I don't even know if I can fully get over this breakup rn having a whole moment tonight scrolling through our old Discord messages like reliving the good times and the breakup lowkey self sabotage. It'll be two years this September I've gotten better at being alone and I actually dig it but the dating scene just makes me miss what we had like no one will ever be him. And tbh I don't even know if I wanna be in another relationship again felt like I finally knew what it was like to be in one what real love felt like maybe I'm good for life now. He was my first ever relationship so yeah it still stings the first guy I ever really loved. He was such a good dude and I messed it up big time mad regrets. My life's changed a lot since we broke up for real for the better tho we were together for four years and the me back then had no drive just stuck on my PC playing games with him but I loved his company and who he was. Now I moved states I'm living alone for the first time ever found a job I love life's actually so good now but I just wish I could share it all with him but he cut off contact. Now I'm stuck in my good life still missing him. Hope one day this all fades and I can just wish him well and move on.

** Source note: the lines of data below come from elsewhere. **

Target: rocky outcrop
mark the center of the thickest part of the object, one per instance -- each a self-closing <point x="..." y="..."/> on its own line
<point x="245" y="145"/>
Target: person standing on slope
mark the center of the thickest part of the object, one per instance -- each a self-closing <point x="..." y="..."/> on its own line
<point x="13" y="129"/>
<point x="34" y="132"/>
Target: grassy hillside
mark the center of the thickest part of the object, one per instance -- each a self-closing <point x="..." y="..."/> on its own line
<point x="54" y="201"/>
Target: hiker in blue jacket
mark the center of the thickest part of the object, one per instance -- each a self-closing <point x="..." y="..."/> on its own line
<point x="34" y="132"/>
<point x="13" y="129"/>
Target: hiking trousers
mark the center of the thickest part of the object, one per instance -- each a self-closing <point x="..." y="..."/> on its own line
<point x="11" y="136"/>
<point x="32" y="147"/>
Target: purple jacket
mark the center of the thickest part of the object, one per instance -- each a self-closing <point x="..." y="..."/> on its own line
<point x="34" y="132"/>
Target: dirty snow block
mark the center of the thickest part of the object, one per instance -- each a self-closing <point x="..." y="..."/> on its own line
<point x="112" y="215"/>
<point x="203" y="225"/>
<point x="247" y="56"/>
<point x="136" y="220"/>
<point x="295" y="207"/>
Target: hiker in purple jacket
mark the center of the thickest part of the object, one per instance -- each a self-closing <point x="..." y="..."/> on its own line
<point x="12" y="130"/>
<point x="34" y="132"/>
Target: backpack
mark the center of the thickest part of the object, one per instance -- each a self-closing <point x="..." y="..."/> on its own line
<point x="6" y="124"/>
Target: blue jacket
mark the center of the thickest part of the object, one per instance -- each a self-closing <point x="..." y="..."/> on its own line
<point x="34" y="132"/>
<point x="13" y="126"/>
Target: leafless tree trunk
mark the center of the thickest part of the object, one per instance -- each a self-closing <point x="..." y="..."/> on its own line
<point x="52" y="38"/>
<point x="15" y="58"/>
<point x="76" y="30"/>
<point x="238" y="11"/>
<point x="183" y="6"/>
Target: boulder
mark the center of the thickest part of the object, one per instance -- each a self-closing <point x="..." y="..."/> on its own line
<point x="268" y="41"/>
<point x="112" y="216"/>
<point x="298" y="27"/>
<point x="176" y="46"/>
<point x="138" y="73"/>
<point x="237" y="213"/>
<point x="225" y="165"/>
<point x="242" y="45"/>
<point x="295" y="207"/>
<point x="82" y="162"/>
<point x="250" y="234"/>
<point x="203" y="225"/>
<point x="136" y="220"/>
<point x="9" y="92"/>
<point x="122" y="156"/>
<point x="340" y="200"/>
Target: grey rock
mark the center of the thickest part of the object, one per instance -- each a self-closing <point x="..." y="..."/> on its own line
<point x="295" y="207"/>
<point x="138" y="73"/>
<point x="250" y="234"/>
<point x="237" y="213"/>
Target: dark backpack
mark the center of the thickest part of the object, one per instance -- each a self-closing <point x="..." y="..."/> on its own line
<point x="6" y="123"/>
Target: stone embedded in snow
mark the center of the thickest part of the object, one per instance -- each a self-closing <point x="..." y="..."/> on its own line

Last updated on:2025-05-20T13:52:27+05:30
Comments (8)
You’re learning that love isn’t just about finding someone it’s about evolving with or without them.

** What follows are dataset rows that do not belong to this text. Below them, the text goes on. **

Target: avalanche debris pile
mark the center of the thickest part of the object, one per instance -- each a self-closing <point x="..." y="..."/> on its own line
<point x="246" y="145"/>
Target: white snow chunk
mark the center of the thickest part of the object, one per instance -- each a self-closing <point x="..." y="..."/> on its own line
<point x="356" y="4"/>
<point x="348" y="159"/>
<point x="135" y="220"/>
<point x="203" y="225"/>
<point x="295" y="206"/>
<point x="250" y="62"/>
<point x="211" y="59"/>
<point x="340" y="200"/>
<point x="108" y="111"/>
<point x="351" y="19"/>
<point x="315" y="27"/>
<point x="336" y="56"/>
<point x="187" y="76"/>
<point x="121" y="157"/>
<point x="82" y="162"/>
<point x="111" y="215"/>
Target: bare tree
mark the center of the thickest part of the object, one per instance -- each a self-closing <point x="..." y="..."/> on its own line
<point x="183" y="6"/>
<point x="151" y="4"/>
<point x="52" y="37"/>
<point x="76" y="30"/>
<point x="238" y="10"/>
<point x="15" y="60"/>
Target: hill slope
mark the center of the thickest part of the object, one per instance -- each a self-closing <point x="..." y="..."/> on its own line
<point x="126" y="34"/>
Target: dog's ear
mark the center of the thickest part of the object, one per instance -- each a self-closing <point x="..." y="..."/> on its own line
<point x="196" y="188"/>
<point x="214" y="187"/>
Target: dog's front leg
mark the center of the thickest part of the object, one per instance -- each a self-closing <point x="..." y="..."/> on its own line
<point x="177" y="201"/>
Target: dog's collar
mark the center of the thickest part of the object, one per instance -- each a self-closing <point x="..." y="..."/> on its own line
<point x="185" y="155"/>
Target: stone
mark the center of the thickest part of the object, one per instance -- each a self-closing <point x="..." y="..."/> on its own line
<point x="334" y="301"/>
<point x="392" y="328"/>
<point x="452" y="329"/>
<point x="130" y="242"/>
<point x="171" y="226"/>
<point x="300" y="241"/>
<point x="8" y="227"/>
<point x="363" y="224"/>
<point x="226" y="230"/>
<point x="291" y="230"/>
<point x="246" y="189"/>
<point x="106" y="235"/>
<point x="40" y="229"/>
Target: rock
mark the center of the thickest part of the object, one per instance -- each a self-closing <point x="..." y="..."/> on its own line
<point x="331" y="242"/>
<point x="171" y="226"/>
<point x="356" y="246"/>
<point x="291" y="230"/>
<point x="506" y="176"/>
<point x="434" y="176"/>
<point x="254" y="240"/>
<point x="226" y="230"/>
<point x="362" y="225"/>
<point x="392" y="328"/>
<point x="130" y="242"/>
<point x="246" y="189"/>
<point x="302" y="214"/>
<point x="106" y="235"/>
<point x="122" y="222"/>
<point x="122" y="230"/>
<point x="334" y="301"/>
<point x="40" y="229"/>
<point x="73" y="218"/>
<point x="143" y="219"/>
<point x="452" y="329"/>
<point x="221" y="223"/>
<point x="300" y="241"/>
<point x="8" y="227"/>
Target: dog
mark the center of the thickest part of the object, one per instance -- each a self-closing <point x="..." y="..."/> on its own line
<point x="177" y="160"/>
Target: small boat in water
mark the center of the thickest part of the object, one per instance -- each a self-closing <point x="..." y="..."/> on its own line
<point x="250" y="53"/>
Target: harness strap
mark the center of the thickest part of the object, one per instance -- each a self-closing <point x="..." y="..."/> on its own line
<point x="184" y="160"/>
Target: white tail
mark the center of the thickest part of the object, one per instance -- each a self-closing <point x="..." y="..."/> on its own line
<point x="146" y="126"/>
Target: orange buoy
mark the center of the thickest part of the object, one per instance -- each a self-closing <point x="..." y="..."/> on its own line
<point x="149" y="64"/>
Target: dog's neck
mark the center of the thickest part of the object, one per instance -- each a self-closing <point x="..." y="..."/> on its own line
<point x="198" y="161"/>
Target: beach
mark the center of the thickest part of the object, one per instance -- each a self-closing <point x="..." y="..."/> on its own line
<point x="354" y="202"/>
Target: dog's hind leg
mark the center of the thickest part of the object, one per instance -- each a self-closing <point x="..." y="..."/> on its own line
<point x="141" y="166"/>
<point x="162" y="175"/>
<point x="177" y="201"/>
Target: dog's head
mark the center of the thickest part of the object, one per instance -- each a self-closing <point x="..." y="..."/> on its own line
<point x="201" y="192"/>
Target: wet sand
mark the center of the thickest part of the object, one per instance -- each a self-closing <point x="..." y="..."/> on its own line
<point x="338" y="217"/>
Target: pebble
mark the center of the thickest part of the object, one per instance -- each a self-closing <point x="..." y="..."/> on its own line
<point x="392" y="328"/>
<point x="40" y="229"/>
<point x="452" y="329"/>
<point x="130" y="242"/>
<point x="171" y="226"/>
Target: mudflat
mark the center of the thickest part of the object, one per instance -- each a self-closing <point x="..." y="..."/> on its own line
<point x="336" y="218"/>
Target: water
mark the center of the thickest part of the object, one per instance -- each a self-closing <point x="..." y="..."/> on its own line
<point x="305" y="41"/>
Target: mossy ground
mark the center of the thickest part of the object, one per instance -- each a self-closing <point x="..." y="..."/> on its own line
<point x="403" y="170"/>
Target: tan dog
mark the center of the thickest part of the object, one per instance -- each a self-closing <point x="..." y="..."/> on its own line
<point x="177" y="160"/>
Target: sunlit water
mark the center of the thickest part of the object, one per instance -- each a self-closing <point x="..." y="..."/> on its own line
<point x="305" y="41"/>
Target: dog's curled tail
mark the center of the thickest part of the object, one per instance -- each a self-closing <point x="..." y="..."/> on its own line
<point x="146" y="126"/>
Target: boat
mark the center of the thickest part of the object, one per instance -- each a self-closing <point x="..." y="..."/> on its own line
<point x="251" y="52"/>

Two years later you’re thriving. The pain still lingers but so does the proof that you’re stronger than you were before.
Missing him doesn’t mean you’re stuck it just means the love was real. But so is your growth.

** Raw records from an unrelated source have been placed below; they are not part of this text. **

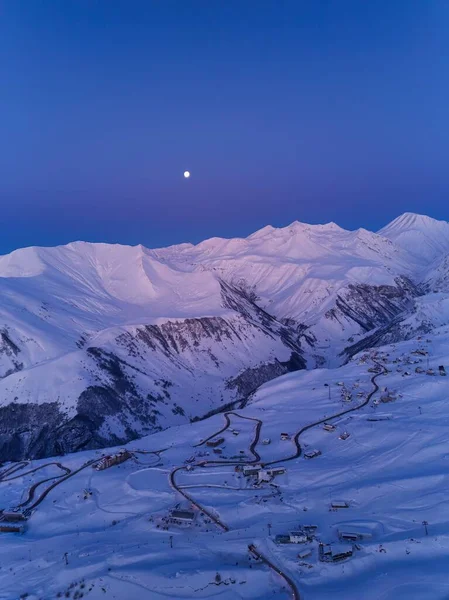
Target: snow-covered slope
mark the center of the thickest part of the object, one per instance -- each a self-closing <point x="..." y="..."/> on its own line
<point x="100" y="343"/>
<point x="101" y="534"/>
<point x="424" y="238"/>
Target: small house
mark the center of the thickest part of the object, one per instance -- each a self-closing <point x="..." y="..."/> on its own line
<point x="264" y="476"/>
<point x="182" y="516"/>
<point x="298" y="537"/>
<point x="214" y="443"/>
<point x="312" y="453"/>
<point x="251" y="470"/>
<point x="340" y="552"/>
<point x="337" y="504"/>
<point x="11" y="528"/>
<point x="309" y="529"/>
<point x="11" y="516"/>
<point x="282" y="539"/>
<point x="276" y="471"/>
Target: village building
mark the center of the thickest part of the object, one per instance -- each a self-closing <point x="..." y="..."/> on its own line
<point x="264" y="476"/>
<point x="353" y="536"/>
<point x="12" y="528"/>
<point x="282" y="539"/>
<point x="11" y="516"/>
<point x="276" y="471"/>
<point x="379" y="418"/>
<point x="337" y="504"/>
<point x="387" y="397"/>
<point x="182" y="516"/>
<point x="312" y="453"/>
<point x="251" y="469"/>
<point x="113" y="459"/>
<point x="298" y="537"/>
<point x="340" y="552"/>
<point x="309" y="529"/>
<point x="214" y="443"/>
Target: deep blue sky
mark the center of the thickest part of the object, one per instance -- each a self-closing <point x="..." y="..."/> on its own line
<point x="305" y="109"/>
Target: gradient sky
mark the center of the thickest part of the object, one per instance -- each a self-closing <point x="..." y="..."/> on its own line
<point x="307" y="110"/>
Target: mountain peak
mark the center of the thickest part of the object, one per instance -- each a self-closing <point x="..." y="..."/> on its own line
<point x="423" y="237"/>
<point x="409" y="220"/>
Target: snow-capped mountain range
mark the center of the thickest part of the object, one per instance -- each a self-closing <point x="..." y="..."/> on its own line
<point x="103" y="343"/>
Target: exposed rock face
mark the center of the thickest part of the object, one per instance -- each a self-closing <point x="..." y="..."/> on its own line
<point x="152" y="376"/>
<point x="100" y="344"/>
<point x="374" y="306"/>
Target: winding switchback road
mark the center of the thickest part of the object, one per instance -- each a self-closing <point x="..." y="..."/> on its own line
<point x="252" y="548"/>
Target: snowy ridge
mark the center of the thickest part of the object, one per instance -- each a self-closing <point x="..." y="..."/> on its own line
<point x="87" y="324"/>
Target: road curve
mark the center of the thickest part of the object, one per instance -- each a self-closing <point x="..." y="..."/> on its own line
<point x="188" y="497"/>
<point x="59" y="481"/>
<point x="252" y="548"/>
<point x="12" y="469"/>
<point x="296" y="596"/>
<point x="298" y="451"/>
<point x="252" y="447"/>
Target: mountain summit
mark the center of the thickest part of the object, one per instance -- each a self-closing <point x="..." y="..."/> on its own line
<point x="101" y="343"/>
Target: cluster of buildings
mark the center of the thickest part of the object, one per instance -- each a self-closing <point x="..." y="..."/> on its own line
<point x="215" y="443"/>
<point x="334" y="552"/>
<point x="12" y="521"/>
<point x="302" y="536"/>
<point x="112" y="459"/>
<point x="181" y="517"/>
<point x="263" y="475"/>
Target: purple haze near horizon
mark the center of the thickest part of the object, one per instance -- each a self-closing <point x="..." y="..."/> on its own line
<point x="282" y="111"/>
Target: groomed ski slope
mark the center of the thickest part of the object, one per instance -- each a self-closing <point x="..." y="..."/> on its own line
<point x="392" y="473"/>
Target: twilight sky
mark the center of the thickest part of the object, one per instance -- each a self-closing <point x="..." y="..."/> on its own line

He was a part of your life but you’re proving that your future is built on more than just memories.
Regret stings but it’s also proof that you’ve learned grown and changed for the better.
Moving forward while still missing someone is normal you don’t have to rush healing.
It’s bittersweet when life finally feels good but the person who helped shape it isn’t there to see it.
Growth doesn’t erase love it just shows you that even the best chapters have to end for new ones to begin.